The company may be criminally liable only in exceptional cases where a fine of no more than CHF 5,000 is contemplated and the investigation of the persons criminally liable under Article 6 of the Federal Act on Administrative Criminal Law would require investigative measures that would be disproportionate in view of the penalty incurred.
Since the Act does not provide for the criminal liability of negligent breaches of duty, only intentional breaches are punishable. Intentional conduct also includes situations in which the possibility of a breach of duty (e.g. incomplete information) is seriously contemplated and accepted.
Consequences
The maximum fine of up to CHF 500,000 is extremely high. Although criminal offences provided for in the LETA are merely contraventions (Übertretungen), a fine of more than CHF 5,000 imposed by the prosecuting authority will be recorded in the Swiss criminal register. For an officer of an enterprise regulated by FINMA, this circumstance may call into question the individual’s fitness and propriety (Gewähr).
To control and minimise the criminal risk associated with the fulfilment of the reporting and disclosure obligations under the LETA, the company should clearly define the responsibilities in internal regulations. Where the company responsible for reporting and disclosure is part of an international group, which centralises reporting and disclosure obligation tasks, the exercise of the reporting and disclosure obligations must also be regulated within the group.
Outlook and recommended measures for companies
The LETA is a new instrument in the fight against money laundering, organised crime and the financing of terrorism. For the companies concerned, the LETA will also give rise to additional compliance costs. As the LETA provides for criminal penalties in the event of breach of reporting and disclosure obligations, companies are required to take appropriate organisational measures to minimise criminal risks for their governing bodies and the employees responsible for implementing LETA obligations.
Companies should take all necessary measures in anticipation of the enactment of the LETA. In particular, the following steps should be taken:
- Clearly define responsibilities — The internal or group-wide responsibilities for the preparation and submission of notifications to the Transparency Register and responding to requests for information from the Supervisory Authority must be clearly defined. Clear processes for the identification, verification and ongoing update of relevant information under the LETA must be established in order to reduce the risk of administrative criminal proceedings and criminal liability.
- Review directives and processes — Ahead of the LETA’s enactment, companies should review existing internal directives and processes and supplement them where necessary. In most cases, synergies with other reporting and documentation obligations are possible, which may contain any additional administrative burden.

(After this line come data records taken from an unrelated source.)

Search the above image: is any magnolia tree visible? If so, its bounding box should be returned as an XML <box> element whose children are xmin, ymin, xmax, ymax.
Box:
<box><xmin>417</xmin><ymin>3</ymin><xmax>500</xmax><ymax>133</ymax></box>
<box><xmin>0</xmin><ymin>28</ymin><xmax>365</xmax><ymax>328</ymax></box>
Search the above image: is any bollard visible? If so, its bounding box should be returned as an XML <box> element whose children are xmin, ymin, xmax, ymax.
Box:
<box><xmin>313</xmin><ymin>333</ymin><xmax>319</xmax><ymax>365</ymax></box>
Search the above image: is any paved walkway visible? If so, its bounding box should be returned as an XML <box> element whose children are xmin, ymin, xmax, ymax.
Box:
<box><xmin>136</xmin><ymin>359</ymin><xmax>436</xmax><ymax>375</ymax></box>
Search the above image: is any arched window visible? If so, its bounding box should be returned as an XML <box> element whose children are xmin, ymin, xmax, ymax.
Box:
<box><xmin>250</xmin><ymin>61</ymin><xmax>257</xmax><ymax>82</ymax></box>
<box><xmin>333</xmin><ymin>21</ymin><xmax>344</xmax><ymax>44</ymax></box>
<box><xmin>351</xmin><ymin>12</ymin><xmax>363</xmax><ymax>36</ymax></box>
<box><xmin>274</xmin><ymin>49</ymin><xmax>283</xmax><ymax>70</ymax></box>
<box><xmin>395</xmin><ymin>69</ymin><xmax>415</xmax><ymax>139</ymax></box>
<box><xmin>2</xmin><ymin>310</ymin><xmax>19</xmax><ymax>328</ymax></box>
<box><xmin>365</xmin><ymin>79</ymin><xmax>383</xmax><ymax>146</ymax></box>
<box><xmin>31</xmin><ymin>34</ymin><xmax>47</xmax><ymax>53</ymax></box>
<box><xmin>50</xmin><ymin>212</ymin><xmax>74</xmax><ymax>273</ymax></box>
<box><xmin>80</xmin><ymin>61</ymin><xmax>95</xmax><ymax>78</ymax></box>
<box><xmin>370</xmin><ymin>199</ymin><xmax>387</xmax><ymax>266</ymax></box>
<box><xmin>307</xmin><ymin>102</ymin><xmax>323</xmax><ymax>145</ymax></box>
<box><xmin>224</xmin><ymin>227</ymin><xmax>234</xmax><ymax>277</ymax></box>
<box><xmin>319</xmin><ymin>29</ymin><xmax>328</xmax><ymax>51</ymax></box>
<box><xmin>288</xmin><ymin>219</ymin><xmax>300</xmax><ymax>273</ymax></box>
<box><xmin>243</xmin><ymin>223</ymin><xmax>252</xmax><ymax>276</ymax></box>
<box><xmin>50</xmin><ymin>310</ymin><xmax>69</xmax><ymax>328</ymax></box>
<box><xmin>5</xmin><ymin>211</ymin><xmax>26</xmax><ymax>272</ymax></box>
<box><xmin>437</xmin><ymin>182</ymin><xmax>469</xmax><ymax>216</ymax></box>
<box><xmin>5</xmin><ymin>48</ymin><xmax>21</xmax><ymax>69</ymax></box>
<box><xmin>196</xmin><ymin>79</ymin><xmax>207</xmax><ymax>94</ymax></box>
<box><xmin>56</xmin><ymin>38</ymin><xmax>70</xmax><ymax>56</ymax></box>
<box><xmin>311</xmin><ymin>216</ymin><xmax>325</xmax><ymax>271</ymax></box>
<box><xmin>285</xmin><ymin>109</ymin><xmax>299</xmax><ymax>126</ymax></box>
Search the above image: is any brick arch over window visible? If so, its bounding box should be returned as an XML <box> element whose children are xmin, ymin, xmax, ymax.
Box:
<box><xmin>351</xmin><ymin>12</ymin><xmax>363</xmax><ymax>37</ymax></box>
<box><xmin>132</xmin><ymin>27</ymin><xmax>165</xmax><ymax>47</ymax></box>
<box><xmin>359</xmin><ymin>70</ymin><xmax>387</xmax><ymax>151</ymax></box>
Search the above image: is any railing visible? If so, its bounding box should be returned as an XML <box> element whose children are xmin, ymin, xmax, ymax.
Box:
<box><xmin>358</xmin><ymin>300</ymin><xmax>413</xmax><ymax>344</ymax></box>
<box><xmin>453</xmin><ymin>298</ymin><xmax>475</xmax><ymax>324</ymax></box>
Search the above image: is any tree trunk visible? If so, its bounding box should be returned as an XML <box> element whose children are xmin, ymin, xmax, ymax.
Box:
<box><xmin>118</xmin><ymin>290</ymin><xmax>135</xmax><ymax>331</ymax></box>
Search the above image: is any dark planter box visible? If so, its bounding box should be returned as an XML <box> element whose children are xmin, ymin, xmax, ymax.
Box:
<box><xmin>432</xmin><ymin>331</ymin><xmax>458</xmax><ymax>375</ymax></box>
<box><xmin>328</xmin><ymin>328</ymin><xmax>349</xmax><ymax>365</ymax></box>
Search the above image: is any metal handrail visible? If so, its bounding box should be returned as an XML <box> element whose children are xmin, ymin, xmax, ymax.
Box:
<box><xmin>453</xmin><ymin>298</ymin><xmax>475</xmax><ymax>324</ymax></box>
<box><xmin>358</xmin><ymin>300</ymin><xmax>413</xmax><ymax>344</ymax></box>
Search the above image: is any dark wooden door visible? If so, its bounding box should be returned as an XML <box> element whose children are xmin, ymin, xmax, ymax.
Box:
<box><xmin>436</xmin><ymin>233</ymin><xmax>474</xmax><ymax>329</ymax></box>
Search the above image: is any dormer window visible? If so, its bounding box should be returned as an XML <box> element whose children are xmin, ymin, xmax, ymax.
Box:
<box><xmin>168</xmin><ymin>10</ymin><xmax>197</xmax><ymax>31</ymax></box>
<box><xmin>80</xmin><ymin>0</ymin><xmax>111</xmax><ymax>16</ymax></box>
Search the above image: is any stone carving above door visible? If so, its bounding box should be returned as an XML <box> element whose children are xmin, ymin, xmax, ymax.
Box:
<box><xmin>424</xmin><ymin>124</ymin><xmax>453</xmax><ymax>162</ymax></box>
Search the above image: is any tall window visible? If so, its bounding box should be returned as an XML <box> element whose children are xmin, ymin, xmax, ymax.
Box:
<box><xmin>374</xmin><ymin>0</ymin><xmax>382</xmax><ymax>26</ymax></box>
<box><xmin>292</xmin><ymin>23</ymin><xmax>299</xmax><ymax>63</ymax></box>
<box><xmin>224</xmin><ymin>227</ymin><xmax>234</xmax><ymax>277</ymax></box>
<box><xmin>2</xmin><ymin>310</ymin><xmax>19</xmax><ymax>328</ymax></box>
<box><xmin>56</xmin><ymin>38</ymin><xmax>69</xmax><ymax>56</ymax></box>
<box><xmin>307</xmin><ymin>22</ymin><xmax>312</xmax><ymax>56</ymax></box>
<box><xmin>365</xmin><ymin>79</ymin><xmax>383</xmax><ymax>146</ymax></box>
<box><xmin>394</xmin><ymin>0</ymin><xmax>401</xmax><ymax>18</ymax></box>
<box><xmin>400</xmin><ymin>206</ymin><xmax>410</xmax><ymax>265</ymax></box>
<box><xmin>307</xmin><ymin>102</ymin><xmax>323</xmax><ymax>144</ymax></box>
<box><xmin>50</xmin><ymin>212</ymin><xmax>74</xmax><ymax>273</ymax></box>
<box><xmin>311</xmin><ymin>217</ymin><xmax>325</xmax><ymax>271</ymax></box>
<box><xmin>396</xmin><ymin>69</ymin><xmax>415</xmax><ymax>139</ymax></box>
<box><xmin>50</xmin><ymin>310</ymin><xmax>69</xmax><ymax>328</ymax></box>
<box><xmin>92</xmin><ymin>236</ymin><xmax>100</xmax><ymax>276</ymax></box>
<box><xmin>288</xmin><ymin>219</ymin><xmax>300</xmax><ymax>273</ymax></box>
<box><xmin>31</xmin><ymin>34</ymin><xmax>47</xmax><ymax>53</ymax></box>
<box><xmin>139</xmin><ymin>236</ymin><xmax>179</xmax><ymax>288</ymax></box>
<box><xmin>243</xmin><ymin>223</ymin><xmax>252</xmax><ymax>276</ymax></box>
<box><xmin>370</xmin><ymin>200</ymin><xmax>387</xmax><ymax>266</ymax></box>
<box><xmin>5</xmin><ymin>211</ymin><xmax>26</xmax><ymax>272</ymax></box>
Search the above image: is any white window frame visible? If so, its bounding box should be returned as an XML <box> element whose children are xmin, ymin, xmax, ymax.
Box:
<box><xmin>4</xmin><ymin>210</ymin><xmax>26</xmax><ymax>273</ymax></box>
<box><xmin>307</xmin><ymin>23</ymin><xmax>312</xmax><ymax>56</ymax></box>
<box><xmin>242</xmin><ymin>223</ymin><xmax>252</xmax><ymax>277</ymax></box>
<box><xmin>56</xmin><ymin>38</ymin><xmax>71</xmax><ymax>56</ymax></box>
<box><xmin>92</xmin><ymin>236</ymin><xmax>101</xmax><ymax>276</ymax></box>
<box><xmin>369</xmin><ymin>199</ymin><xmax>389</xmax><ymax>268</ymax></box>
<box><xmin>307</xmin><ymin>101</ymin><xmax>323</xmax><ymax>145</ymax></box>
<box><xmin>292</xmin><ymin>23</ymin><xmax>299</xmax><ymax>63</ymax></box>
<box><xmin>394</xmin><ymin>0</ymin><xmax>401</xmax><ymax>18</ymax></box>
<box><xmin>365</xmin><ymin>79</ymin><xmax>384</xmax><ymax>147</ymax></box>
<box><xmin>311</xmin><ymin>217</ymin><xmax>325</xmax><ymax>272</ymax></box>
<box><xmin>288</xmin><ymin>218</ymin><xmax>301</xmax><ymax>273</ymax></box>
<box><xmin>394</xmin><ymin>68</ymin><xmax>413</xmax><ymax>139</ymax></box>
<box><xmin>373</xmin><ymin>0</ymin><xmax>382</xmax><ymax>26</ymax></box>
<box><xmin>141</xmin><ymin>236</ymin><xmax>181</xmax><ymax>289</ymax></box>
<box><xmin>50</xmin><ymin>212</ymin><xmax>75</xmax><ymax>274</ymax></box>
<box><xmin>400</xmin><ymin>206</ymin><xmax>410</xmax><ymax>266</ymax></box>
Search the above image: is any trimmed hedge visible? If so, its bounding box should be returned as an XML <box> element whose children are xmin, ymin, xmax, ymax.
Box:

- Establish control mechanisms — Control mechanisms should be put in place to ensure compliance with the statutory and regulatory deadlines and the requirements for the fulfilment of the reporting and disclosure obligations under the LETA.
- Document the basis for notifications and potential disclosures —Notifications to the Transparency Register and potential disclosures to the Supervisory Authority must be documented in a comprehensible manner and arranged so that it can be retrieved promptly.
- Update the register of beneficial owners — The register of beneficial owners must be regularly updated and reviewed.
- Conduct regular training — Responsible employees should be trained on a regular basis and made aware of the risks of breaching reporting or disclosure obligations.